Sarin nerve gas victims tell Sky News Assad should be punished for deadly attack on edge of Syrian capital

Victims of one of Bashar al Assad's worst atrocities are demanding he's hauled back from Moscow and put on trial for gassing more than 1,400 of their relatives.

Sarin nerve gas victims tell Sky News Assad should be punished for deadly attack on edge of Syrian capital

Warning: This story contains details readers may find distressing

Assad's sarin attack on the Damascus suburb of Ghouta in 2013 was cold, calculating and nearly changed the whole way Britain and America handled his Syrian regime.

Now he has been toppled, there is an opportunity to bring the former president to justice, his victims hope.

Britain and America at first considered military action to punish Assad for the gassing in Ghouta and for similar attacks.

But cold feet on both sides of the Atlantic meant Assad got away with it and Barack Obama's infamous red line on Syria was not enforced.

You can arguably draw another line from that episode all the way to Putin's decision later to ignore Western threats over Ukraine.

Ghouta is less than 10 miles from Assad's presidential palace. He perpetrated one of this century's worst war crimes on the edges of his own capital.

Sarin is a nerve agent. It destroys the nervous system's ability to function. Victims cannot regulate their breathing, leading to asphyxiation.

It is a very nasty way to die. Its production and use has been banned worldwide since the 1990s.

'All around were dead bodies'

Wafiqa lost two of her sons and two of her grandsons that night in August 2013. She wept as she recalled the terrible events of that night.

"They brought them to me, telling me they were dead," she said. "They said 'come take them'... young men killed in a chemical attack."

"They were naked and what was coming out of their mouth was unbelievable. It was like soap frothing out of their throats," she added.

We went to the clinic nearby where most of the victims died.

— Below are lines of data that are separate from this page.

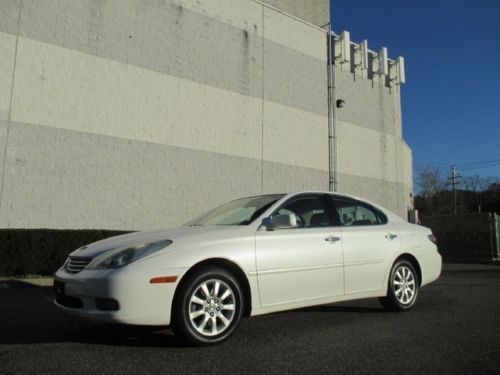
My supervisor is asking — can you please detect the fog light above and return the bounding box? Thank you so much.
[95,298,120,311]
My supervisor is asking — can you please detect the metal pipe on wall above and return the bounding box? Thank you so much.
[327,30,338,192]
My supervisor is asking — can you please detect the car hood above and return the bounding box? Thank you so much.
[71,225,249,258]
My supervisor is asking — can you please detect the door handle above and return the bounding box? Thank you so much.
[325,236,340,243]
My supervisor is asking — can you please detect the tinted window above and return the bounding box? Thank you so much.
[273,196,332,228]
[332,197,387,226]
[186,194,283,226]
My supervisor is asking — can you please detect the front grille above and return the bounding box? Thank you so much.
[66,257,92,273]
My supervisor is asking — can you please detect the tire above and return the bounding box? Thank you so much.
[379,259,419,311]
[172,267,243,346]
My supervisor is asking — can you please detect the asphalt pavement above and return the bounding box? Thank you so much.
[0,265,500,375]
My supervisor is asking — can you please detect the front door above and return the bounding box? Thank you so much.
[256,194,344,307]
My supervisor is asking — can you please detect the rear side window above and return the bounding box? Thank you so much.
[331,197,388,226]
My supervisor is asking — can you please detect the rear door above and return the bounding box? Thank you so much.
[330,196,401,294]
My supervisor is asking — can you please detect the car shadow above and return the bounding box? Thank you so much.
[0,280,384,348]
[0,280,186,347]
[299,305,387,314]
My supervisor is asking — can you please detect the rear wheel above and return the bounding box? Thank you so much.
[380,259,419,311]
[173,267,243,346]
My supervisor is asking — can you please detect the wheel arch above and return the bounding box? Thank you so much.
[392,253,422,287]
[172,258,252,317]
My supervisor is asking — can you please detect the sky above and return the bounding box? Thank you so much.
[330,0,500,182]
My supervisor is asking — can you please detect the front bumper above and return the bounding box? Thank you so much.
[54,266,186,325]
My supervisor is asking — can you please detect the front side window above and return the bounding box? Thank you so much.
[272,196,332,228]
[186,194,283,226]
[332,197,387,226]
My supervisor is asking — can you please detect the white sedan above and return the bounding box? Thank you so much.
[54,192,441,345]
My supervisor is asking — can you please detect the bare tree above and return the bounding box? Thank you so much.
[416,163,446,198]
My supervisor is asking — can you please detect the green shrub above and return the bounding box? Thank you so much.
[0,229,130,276]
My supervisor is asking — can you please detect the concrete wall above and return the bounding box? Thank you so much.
[0,0,411,230]
[335,55,413,218]
[263,0,330,27]
[422,213,500,262]
[0,0,328,230]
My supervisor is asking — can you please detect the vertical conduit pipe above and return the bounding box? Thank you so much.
[326,30,338,192]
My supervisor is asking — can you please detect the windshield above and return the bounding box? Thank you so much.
[186,194,284,226]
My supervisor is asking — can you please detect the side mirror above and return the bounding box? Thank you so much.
[262,214,297,230]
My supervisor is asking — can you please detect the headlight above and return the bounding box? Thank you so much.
[87,240,172,270]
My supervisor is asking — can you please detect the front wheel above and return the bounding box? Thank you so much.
[173,268,243,346]
[380,260,419,311]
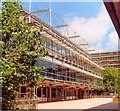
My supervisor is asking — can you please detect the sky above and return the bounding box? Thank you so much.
[23,1,120,52]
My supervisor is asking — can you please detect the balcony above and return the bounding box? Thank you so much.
[41,71,100,86]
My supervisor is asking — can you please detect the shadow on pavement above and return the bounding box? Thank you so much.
[84,102,120,111]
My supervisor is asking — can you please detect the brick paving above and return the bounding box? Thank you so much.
[37,98,119,111]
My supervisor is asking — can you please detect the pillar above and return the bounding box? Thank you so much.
[84,89,87,99]
[49,86,52,101]
[64,87,67,100]
[75,88,78,99]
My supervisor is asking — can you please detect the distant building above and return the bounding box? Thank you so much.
[92,51,120,69]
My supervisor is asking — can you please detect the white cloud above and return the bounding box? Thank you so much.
[106,31,120,50]
[67,5,113,51]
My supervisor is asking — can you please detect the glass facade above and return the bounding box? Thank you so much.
[35,60,102,85]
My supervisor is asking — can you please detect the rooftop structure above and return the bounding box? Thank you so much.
[92,51,120,69]
[103,0,120,38]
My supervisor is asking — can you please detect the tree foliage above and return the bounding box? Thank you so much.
[102,68,120,95]
[0,2,47,109]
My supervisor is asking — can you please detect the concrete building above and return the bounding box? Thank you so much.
[103,0,120,38]
[92,51,120,69]
[15,10,103,105]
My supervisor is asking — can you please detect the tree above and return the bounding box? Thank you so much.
[102,68,120,94]
[0,2,48,109]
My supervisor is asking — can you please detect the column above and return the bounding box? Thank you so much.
[75,88,78,99]
[49,86,52,101]
[64,87,67,100]
[84,89,87,99]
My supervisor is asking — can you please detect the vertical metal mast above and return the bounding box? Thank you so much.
[29,0,32,23]
[49,0,52,26]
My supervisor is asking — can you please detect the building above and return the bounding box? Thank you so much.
[103,0,120,38]
[92,51,120,69]
[17,10,103,106]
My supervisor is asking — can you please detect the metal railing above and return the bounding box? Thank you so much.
[41,71,98,86]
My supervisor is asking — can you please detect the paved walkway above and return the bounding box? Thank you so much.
[37,98,118,109]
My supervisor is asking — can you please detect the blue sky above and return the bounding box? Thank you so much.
[23,0,118,51]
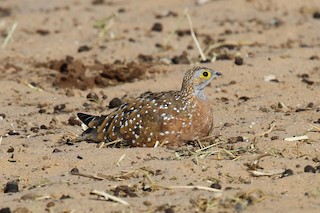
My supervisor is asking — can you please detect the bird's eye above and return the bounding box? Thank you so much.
[200,70,211,80]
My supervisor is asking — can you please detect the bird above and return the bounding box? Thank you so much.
[77,67,222,147]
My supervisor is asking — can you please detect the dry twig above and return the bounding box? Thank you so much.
[90,189,130,206]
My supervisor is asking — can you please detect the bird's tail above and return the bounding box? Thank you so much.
[77,113,107,142]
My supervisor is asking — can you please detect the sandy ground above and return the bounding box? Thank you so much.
[0,0,320,212]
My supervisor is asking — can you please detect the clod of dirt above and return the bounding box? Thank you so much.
[0,7,11,18]
[171,51,190,64]
[228,136,244,143]
[7,146,14,153]
[7,130,20,135]
[70,168,80,175]
[66,89,74,97]
[111,185,138,197]
[52,148,62,153]
[60,194,71,200]
[259,107,270,112]
[78,45,91,53]
[30,126,39,133]
[164,207,174,213]
[239,96,250,102]
[101,62,149,82]
[109,98,122,109]
[87,92,99,102]
[47,201,55,208]
[53,104,66,113]
[210,183,222,189]
[3,181,19,193]
[48,56,94,90]
[12,207,32,213]
[39,109,47,114]
[304,165,316,173]
[138,54,153,62]
[309,55,320,60]
[68,116,82,126]
[175,30,191,37]
[91,0,104,5]
[0,207,11,213]
[151,22,163,32]
[281,169,293,178]
[40,124,48,129]
[36,29,50,36]
[301,78,314,85]
[234,56,243,65]
[313,11,320,19]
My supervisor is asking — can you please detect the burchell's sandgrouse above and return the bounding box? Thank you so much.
[78,67,221,147]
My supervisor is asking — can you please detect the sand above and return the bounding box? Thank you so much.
[0,0,320,212]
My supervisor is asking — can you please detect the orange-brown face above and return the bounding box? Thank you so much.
[192,68,221,90]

People gathered to tell us their stories.

Kamel lost his two brothers and parents and was put into a coma after becoming engulfed in the poison. "I started seeing white around me, a thick powdery cloud of smooth, almost silky white smoke in the sky," he said.

Fadi arrived to find both parents, a brother and cousins dead. He told us the veins in his father's forehead had exploded as he died from the poisoning.

"We were in shock, we started crying. All around were dead bodies on the ground. People were in cars, the engines were still on, but the people were dead," he said.

'It was like the apocalypse'

We were taken down to the basement of the building and shown where the victims were treated and where the bodies piled up.

Footage taken that night shows scenes of utter terror.

At least 1,400 people died, many after being exposed to the nerve agent when they rushed to help others.

The bodies were taken here, and placed in five trenches, shoulder to shoulder, three bodies deep.

Kassam helped bury the dead.

He said: "It was like the apocalypse, we could not believe the way they were attacking us. We started putting entire families together. We tried to put the kids, the parents, and even the grandparents together."

The world failed to punish Assad for this and many other chemical attacks - as many as 300 are thought to have been carried out.

For his victims in Ghouta, there is one way to make up for that, bring him back to Syria and have him punished as he did so many others.

One said: "He should suffer and then be sent to the body crusher. And in the same way that our people were crushed and rivers of blood came from them, the same should happen to him."

It will take years for Syria to recover from the Assad regime, but absolutely crucial to that will be finding justice for his victims.